Some Democratic advocates in the House hope that is the approach that Schumer pursues.
“I haven’t heard [Sen. Wyden’s] rationale for putting a hold on it, but I think that it’s shortsighted when we can actually get help to people who need it,” said House Democratic taxwriter Jimmy Gomez of California. (Gomez and California Democratic taxwriter Mike Thompson played key roles in advancing the issue of disaster-related tax relief in the Ways and Means Committee last year.)
Ways and Means ranking Democrat Richard Neal suggested he would support alternative methods of getting the disaster bill through the upper chamber, including attaching it to other legislation later this year, although he also suggested that the broader Smith-Wyden deal may not be the appropriate vehicle, given its current gloomy prospects.
“It’s a legitimate quest, disaster relief,” Neal said. “I don’t know what they’re going to attach it to [in the Senate], and I would hate to see it die if the other tax bill doesn’t look as though it’s going to have any legs in the end. And at the moment, it doesn’t appear as though it does.”

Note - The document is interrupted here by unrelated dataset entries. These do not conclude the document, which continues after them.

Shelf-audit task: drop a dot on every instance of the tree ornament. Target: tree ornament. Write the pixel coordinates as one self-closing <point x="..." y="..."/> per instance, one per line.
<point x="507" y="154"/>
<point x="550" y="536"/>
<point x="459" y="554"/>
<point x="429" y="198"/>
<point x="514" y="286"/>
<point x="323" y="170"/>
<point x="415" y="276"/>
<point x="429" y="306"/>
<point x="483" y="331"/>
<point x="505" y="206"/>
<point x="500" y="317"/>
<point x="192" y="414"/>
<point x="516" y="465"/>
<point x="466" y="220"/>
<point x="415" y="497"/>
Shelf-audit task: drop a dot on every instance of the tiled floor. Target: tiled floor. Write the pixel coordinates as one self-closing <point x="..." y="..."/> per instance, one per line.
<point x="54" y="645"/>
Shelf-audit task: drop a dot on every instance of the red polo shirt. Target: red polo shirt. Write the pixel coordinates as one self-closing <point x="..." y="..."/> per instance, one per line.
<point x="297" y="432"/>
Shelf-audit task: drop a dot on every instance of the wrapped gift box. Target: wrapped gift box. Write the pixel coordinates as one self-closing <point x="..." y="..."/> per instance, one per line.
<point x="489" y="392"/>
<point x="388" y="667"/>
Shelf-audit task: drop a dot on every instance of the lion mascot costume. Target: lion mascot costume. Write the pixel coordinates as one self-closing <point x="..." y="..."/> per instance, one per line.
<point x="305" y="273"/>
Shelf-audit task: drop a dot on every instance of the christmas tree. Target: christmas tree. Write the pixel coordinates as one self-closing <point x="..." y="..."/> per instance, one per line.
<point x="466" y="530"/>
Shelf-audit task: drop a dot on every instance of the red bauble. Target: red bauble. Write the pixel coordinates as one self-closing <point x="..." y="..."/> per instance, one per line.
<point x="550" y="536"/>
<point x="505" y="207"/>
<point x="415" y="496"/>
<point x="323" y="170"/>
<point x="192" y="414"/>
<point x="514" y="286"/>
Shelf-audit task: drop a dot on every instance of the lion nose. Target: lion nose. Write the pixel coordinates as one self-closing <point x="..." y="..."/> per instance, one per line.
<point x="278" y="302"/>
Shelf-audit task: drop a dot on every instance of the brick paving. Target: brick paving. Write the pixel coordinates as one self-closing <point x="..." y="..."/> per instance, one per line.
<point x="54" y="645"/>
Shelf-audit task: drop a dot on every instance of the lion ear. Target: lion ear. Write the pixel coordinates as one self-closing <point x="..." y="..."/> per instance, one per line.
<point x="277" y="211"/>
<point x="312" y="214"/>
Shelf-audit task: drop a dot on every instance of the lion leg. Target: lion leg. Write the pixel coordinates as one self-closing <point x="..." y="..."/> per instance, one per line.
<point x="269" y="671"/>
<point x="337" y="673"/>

No immediate prospect of stand-alone vote on Smith-Wyden deal
With most “must-pass” legislation for 2024 now in the rear-view mirror—at least until the November elections—eyes are also on Majority Leader Schumer as to whether he will force a stand-alone floor vote in the Senate on the Smith-Wyden deal. Up until now, Schumer has been reticent to take such action given the general consensus that the bill would not garner enough GOP support to ensure that it can clear procedural hurdles in the chamber, and he has given no indication—publicly, at least—that his position has changed.
But so far, Sen. Wyden is undeterred. He took several opportunities during a May 21 Finance Committee hearing on tax-advantaged savings accounts for low- and moderate-income households to make the case that the House-passed tax relief bill would foster the kind of economic growth that GOP committee members said the current administration is stifling.

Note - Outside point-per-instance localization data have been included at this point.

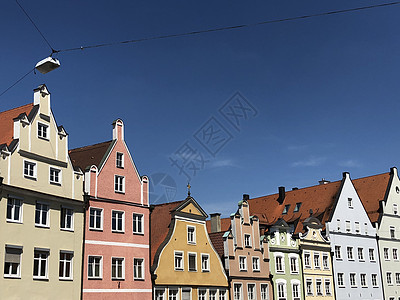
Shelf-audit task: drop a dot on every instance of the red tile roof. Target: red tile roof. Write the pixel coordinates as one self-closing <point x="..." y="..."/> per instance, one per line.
<point x="7" y="123"/>
<point x="160" y="219"/>
<point x="89" y="155"/>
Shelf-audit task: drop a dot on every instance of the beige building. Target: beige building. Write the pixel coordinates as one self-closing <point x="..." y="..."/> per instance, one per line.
<point x="41" y="206"/>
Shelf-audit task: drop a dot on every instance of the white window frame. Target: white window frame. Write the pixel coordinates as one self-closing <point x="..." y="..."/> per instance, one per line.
<point x="117" y="212"/>
<point x="94" y="227"/>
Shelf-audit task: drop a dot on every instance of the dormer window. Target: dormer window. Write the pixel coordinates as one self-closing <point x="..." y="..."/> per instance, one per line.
<point x="120" y="160"/>
<point x="43" y="131"/>
<point x="286" y="209"/>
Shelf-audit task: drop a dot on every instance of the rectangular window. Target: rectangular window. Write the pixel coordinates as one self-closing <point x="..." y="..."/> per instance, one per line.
<point x="117" y="268"/>
<point x="119" y="184"/>
<point x="29" y="169"/>
<point x="43" y="131"/>
<point x="14" y="210"/>
<point x="242" y="263"/>
<point x="178" y="260"/>
<point x="191" y="234"/>
<point x="95" y="218"/>
<point x="205" y="263"/>
<point x="192" y="262"/>
<point x="95" y="267"/>
<point x="65" y="266"/>
<point x="55" y="176"/>
<point x="256" y="264"/>
<point x="67" y="218"/>
<point x="120" y="160"/>
<point x="40" y="263"/>
<point x="117" y="221"/>
<point x="251" y="291"/>
<point x="137" y="223"/>
<point x="12" y="262"/>
<point x="138" y="268"/>
<point x="42" y="214"/>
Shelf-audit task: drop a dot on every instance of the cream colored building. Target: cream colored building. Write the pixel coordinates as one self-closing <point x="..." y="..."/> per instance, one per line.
<point x="41" y="206"/>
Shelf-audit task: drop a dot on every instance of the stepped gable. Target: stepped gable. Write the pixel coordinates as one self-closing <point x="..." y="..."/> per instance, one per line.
<point x="7" y="122"/>
<point x="160" y="221"/>
<point x="90" y="155"/>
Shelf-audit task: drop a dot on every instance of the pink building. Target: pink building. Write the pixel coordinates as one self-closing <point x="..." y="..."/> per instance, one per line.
<point x="116" y="250"/>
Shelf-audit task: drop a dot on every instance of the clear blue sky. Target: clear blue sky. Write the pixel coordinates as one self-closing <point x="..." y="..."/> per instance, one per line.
<point x="326" y="90"/>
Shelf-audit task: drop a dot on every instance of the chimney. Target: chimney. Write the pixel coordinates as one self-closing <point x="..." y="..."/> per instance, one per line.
<point x="281" y="194"/>
<point x="215" y="222"/>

In response to remarks from Sen. Steve Daines, R-Mont., pinning the current inflationary environment and rising federal debt levels on “Bidenomics” and Democratic tax credit proposals, Wyden offered this rejoinder:
“Let us reflect for a quick second on the fact that if the Senate wants to take a pro-growth step quickly, with research and development and bonus depreciation—policies that there is enormous support for—all we’ve [got to] do is pull the bill down from the House of Representatives, [which] got 357 votes, and figure out how to work together to pass something that is pro-growth and paid for.”